The top three positions on the active sort get a podium badge — gold, silver, bronze — over the card's top edge.
Family ghosts on routes
On routes, every rider's personal best is replayed as a ghost the next time someone rides the route. With multiple riders on the device, the cockpit can show every household member's ghost on the same terrain — race your partner's PB on a route they rode last week, without needing both of you on bikes at once. See Personal Bests & Ghost Rider → family ghosts for the cockpit details.
Per-rider data and backup
Each rider's data is independent. Backing up one rider gives you that one rider's complete picture; backing up the device gives you everyone's. The full picture lives in the glossary entries:
- Per-rider export — Profile → Export My Data writes a
.ytrider.json.gzfile for the active rider. - Device backup — Settings → Data → Export Device Backup writes a
.ytbackup.json.gzfile with every rider's profile, sessions, personal bests, favourites, and custom workouts.

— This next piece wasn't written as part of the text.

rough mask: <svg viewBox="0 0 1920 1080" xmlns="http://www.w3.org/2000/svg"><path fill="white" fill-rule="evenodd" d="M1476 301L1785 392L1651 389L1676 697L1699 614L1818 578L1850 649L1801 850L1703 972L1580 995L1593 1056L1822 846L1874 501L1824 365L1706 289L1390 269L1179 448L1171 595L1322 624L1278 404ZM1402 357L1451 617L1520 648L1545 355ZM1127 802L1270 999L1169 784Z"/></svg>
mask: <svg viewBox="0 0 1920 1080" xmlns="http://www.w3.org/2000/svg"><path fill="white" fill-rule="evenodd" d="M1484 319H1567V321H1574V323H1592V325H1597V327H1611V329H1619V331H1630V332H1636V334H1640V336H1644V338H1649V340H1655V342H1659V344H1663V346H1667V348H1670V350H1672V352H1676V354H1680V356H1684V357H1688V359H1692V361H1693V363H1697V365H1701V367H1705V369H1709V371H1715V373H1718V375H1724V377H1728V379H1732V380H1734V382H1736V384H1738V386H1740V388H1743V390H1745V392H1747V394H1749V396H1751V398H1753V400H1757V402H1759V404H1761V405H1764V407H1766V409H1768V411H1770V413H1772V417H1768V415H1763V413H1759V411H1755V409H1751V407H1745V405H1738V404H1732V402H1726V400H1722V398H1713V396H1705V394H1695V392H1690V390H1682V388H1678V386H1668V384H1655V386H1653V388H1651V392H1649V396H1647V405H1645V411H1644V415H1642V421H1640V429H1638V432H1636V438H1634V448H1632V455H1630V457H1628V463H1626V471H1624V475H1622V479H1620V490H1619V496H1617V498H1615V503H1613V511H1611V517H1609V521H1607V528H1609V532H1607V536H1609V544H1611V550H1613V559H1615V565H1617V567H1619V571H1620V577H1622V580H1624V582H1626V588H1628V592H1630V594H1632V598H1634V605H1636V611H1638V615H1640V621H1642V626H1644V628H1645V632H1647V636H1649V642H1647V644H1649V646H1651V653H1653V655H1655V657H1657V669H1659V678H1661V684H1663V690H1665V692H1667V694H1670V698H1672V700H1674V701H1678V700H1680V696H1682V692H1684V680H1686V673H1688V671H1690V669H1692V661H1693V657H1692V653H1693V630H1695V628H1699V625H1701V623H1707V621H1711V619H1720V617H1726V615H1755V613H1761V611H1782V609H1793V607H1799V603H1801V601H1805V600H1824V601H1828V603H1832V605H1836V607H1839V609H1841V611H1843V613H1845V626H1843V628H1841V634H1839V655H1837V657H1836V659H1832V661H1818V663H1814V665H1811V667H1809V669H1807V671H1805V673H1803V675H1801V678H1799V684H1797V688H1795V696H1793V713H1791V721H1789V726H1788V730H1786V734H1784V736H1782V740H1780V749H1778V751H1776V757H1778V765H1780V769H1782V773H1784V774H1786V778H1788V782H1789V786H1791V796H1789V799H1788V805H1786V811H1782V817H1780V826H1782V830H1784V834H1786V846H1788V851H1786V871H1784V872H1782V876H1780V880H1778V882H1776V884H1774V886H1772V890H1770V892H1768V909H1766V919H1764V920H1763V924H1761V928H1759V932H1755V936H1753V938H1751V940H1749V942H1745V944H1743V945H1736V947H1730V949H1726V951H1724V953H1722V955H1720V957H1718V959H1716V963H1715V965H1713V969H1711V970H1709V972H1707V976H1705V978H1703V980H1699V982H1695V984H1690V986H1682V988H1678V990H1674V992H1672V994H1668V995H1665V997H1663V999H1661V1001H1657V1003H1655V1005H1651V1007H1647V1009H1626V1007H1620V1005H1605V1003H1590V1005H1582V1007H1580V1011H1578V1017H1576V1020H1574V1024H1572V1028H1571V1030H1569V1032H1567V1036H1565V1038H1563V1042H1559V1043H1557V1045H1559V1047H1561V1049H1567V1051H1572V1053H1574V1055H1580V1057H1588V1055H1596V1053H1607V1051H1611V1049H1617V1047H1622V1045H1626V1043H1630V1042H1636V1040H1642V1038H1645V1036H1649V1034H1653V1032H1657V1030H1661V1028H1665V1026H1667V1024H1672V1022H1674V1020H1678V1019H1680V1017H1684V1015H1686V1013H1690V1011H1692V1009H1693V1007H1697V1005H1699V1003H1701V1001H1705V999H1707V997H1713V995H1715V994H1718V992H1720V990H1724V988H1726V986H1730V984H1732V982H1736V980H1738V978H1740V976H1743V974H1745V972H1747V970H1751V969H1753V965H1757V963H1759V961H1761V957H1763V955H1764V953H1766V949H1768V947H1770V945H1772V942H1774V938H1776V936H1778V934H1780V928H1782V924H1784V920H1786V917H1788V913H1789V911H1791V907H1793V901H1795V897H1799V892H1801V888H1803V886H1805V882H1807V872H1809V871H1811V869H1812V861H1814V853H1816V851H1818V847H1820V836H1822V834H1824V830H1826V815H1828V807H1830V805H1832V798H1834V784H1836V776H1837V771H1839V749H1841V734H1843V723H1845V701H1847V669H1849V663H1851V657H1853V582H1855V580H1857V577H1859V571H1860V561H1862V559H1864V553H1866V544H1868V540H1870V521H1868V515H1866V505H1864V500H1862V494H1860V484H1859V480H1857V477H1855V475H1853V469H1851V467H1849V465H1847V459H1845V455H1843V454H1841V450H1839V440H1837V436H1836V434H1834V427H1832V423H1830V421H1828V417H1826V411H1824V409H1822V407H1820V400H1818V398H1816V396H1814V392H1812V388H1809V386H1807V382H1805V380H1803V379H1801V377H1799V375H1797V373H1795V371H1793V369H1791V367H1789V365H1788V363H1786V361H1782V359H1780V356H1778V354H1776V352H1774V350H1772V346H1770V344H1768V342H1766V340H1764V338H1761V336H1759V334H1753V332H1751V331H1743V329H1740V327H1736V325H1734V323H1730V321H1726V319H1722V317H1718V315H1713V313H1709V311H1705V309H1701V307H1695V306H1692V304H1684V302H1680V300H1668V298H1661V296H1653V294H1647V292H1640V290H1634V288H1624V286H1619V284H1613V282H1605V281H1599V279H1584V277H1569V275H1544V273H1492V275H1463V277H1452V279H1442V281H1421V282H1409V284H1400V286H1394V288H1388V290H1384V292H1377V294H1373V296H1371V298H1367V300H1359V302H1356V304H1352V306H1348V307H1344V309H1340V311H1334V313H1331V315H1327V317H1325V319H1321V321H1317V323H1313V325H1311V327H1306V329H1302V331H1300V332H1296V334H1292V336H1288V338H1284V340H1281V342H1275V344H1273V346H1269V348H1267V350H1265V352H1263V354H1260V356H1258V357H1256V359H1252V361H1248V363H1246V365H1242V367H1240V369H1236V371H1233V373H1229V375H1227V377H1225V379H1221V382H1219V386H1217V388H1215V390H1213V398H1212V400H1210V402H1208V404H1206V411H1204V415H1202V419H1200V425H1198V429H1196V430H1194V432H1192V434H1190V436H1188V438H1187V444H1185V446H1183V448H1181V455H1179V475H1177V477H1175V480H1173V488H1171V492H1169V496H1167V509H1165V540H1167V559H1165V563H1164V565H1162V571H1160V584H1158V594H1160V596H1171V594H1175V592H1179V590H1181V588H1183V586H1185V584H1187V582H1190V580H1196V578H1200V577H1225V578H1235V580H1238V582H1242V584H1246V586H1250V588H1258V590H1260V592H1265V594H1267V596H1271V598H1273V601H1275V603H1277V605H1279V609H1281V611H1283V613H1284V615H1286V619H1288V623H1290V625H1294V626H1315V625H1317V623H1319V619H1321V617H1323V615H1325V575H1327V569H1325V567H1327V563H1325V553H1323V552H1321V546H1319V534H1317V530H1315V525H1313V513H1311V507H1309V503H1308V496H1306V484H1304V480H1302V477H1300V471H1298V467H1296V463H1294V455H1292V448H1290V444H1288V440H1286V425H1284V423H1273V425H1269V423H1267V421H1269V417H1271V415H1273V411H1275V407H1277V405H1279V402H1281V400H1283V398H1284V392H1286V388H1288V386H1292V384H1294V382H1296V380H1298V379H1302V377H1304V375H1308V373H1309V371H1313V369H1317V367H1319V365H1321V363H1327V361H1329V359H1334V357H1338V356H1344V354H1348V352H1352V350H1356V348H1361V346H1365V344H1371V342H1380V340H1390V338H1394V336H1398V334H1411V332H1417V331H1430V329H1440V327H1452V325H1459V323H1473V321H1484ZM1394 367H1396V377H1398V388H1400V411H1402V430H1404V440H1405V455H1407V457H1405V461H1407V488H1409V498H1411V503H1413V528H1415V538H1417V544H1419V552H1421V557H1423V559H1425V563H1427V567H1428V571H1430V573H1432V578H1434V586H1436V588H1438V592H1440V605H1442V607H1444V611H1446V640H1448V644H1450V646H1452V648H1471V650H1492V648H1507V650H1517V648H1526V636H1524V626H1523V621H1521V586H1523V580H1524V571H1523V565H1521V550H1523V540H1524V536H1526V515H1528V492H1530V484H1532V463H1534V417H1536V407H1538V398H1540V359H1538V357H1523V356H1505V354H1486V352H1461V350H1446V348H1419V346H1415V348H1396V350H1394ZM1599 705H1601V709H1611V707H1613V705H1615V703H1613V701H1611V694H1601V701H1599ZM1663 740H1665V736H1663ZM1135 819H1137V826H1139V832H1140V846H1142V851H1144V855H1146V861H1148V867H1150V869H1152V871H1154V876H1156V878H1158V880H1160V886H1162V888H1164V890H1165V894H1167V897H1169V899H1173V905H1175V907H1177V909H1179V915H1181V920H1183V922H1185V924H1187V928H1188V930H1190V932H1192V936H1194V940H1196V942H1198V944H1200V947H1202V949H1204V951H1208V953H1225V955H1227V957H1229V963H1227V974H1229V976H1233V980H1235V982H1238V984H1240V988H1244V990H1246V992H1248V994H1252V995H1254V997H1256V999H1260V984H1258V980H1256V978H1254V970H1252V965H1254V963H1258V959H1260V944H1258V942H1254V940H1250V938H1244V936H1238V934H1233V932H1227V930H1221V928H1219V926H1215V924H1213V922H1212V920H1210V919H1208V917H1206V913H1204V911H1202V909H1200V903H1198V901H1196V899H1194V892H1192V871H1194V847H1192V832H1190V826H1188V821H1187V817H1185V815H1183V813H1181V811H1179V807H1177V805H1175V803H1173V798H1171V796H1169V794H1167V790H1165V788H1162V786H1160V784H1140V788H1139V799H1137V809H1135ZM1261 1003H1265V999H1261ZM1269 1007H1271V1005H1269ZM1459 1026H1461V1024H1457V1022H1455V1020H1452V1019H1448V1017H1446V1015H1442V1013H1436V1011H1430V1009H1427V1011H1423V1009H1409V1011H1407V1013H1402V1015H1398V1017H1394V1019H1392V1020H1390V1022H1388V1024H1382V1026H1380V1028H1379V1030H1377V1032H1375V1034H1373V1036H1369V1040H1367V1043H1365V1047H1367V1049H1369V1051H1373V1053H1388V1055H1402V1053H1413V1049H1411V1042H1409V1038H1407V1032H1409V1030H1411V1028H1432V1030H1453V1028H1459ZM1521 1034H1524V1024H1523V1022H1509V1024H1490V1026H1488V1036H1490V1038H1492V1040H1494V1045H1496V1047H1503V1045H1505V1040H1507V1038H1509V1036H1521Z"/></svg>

Either file restores via Settings → Data → Import Backup, with merge or overwrite handling on collisions for device backups, and a conflict-detection dialog for rider files (add as new, merge into existing rider with the same data origin, or rename on a name collision).
Deleting a rider from the User Selection screen removes that rider's profile, history, and personal bests permanently. The other riders on the device are unaffected.
Multi-rider needs the Family tier
The free and Pro tiers support a single rider profile. The Family tier unlocks up to five rider profiles, per-rider stats and history, family ghost laps, the family leaderboard, and per-rider Strava and device preferences. See the in-app upgrade screen (Settings → Subscription) for current pricing.